L'ESS, tout comme le secteur associatif (qui, de fait, en fait partie intégrante), reste très subventionné.  Sur Bordeaux, on parle de 1,5 million d'euros versés "en soutien à des acteurs qui vont flécher un développement ou une aide à la création de l'ESS", mais de plus de 60 millions si l'on parle de l'ensemble des subventions (directes et indirectes) qui contribuent à son développement : par exemple, la métropole aide chaque année les acteurs de l'ESS dans l'installation de locaux.
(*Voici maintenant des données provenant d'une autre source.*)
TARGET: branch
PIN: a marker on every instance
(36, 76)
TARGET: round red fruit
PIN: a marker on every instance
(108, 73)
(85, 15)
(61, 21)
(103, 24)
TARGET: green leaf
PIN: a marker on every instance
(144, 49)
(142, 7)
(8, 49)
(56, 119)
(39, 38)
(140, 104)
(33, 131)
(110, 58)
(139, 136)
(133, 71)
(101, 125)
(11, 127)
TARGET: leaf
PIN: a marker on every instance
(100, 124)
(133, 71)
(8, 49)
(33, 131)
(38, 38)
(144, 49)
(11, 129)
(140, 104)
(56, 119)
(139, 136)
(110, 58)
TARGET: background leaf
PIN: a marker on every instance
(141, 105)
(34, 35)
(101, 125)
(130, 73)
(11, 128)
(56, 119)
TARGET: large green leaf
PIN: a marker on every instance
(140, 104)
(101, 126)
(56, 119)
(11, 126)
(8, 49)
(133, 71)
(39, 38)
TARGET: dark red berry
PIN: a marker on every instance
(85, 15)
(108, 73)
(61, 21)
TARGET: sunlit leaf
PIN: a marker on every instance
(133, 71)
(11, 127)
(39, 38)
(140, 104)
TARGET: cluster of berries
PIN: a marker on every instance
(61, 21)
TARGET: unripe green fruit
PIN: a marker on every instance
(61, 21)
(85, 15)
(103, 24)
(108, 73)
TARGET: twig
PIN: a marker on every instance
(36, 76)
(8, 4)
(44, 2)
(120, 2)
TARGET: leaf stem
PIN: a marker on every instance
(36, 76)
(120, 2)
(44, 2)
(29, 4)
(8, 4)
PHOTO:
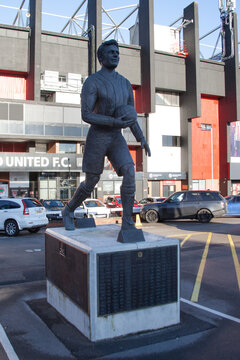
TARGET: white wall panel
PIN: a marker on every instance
(165, 121)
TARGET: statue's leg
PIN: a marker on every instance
(128, 195)
(83, 191)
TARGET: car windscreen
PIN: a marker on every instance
(93, 203)
(53, 203)
(32, 203)
(210, 196)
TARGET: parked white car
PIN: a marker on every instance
(53, 209)
(19, 214)
(92, 208)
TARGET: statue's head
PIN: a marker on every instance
(108, 54)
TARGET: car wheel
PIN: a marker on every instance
(33, 230)
(11, 228)
(152, 216)
(204, 215)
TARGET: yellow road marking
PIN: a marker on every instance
(180, 235)
(184, 240)
(198, 281)
(235, 259)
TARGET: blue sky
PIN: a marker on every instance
(165, 12)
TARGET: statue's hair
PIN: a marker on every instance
(102, 47)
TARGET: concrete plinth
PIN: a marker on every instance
(109, 289)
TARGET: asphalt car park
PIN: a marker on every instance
(210, 295)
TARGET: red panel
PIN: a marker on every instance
(201, 141)
(12, 87)
(136, 153)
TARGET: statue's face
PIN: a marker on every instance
(110, 57)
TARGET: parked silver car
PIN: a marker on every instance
(18, 214)
(202, 205)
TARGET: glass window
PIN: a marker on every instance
(32, 203)
(67, 148)
(168, 140)
(108, 187)
(167, 98)
(177, 197)
(117, 185)
(5, 204)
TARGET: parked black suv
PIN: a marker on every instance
(202, 205)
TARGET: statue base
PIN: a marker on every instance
(130, 236)
(107, 289)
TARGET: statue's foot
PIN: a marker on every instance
(128, 224)
(68, 218)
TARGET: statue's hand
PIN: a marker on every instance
(145, 146)
(123, 124)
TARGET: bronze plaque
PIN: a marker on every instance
(130, 280)
(67, 268)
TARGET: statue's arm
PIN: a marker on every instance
(88, 102)
(89, 99)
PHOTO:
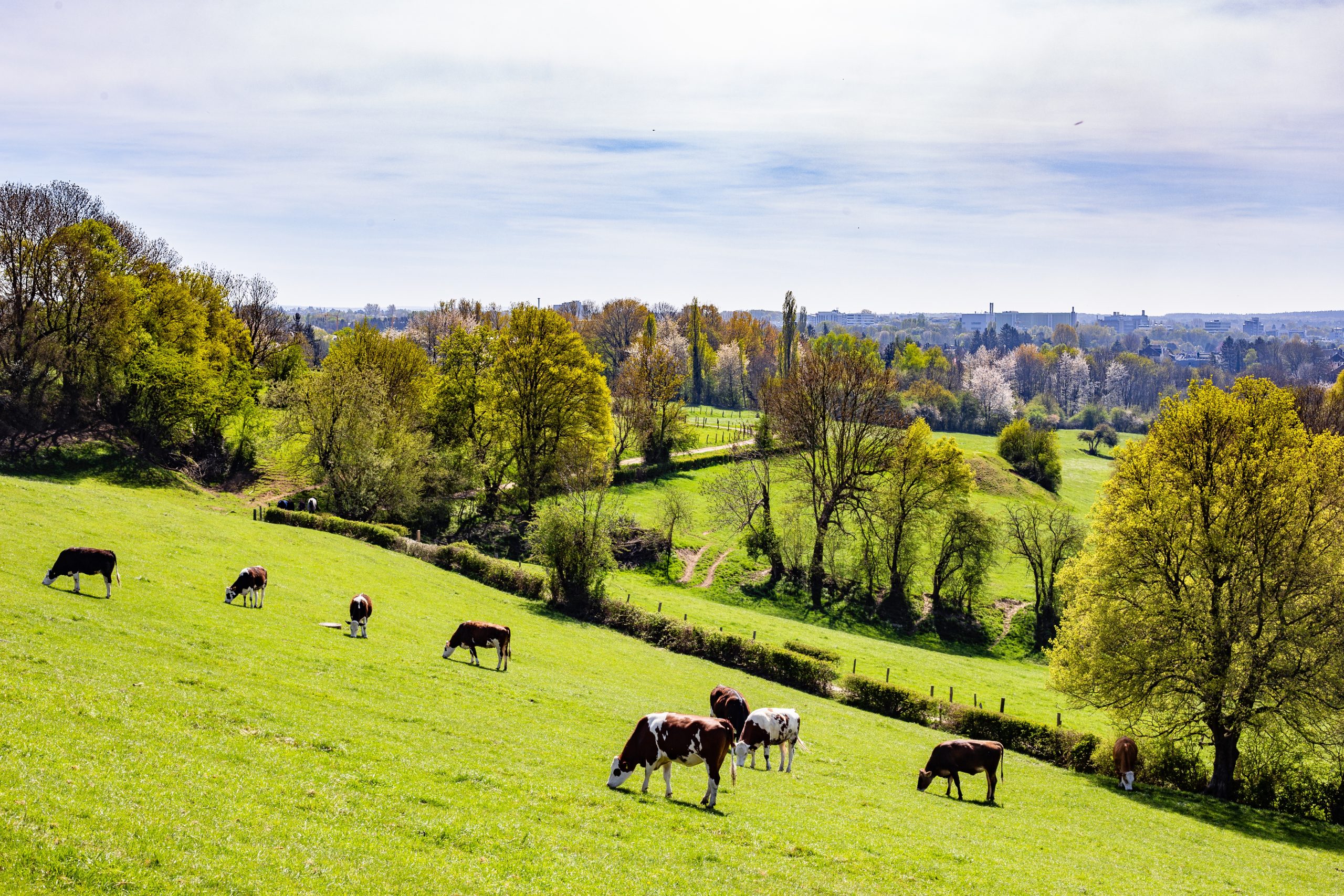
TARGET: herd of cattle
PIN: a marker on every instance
(731, 731)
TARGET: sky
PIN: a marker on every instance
(893, 156)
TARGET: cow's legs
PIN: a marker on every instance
(711, 793)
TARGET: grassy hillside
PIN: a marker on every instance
(163, 742)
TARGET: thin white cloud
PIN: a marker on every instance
(890, 155)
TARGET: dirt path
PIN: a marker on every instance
(701, 450)
(690, 558)
(1011, 608)
(709, 577)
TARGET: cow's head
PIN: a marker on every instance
(618, 773)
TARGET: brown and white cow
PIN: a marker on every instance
(481, 635)
(252, 585)
(972, 757)
(766, 727)
(361, 608)
(76, 562)
(663, 738)
(1126, 753)
(726, 703)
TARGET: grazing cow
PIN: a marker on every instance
(972, 757)
(726, 703)
(252, 585)
(663, 738)
(1126, 754)
(76, 562)
(481, 635)
(361, 608)
(771, 727)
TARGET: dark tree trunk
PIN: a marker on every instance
(1047, 624)
(1226, 753)
(896, 606)
(815, 573)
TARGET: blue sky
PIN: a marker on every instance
(893, 156)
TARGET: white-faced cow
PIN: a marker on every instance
(76, 562)
(768, 727)
(972, 757)
(663, 738)
(252, 585)
(361, 608)
(1126, 754)
(726, 703)
(481, 635)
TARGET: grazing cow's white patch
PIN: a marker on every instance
(766, 727)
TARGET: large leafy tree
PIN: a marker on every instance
(1210, 597)
(841, 409)
(924, 477)
(551, 399)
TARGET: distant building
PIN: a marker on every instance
(1019, 320)
(574, 309)
(1126, 323)
(846, 319)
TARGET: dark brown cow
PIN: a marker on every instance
(252, 585)
(972, 757)
(481, 635)
(663, 738)
(361, 608)
(726, 703)
(76, 562)
(1126, 753)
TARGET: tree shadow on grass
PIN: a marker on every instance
(101, 461)
(1263, 824)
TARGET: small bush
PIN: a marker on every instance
(889, 700)
(380, 535)
(756, 657)
(467, 561)
(816, 653)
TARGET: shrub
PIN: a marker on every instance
(756, 657)
(1034, 453)
(380, 535)
(887, 700)
(816, 653)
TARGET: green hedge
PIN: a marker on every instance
(816, 653)
(760, 659)
(642, 473)
(463, 558)
(380, 535)
(1057, 746)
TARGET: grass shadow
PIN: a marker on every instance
(1263, 824)
(104, 461)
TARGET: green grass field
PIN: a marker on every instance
(166, 743)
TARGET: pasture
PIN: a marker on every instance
(162, 742)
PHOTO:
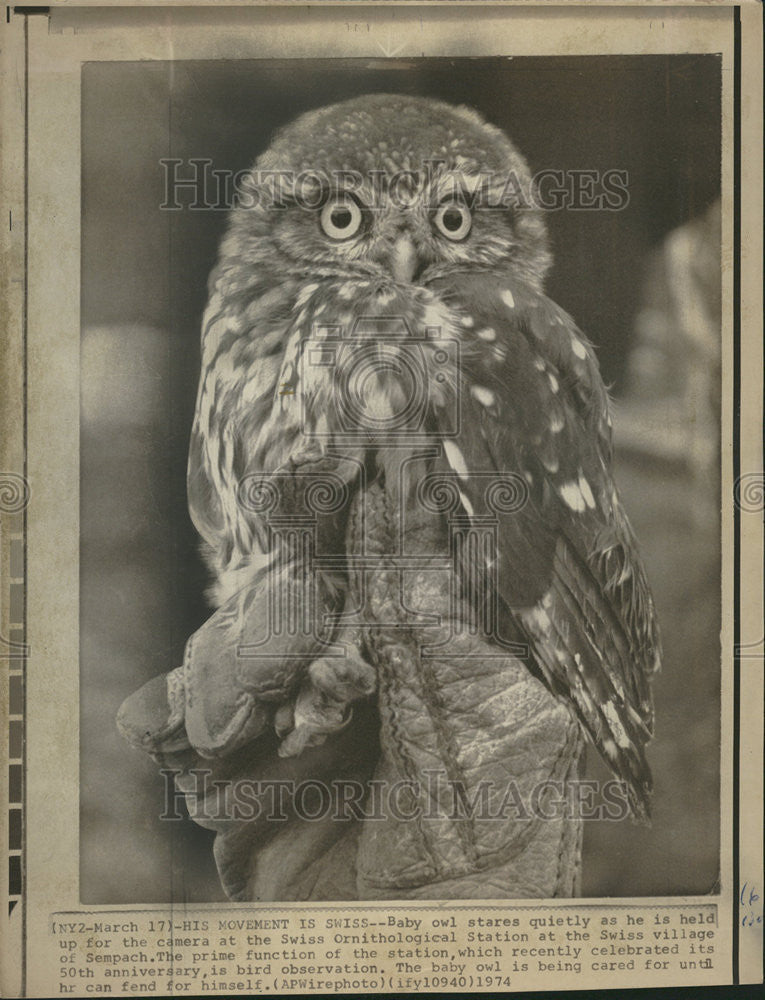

En Nouvelle-Aquitaine, selon le panorama 2017 de l'ESS, les secteurs les plus concernés par l'ESS sont le social (54,4%), les activités comme l'agriculture, la recherche, le tourisme (12,4%) et l'enseignement (10,5%). Elle compte environ 220 400 emplois, ce qui en fait la troisième région française en termes de volume. Et quand on sait que Bercy estime à 600 000 le nombre de recrutements en raison des départs à la retraite d'ici 2020, l'enjeu de l'identification et de la structuration est bien là.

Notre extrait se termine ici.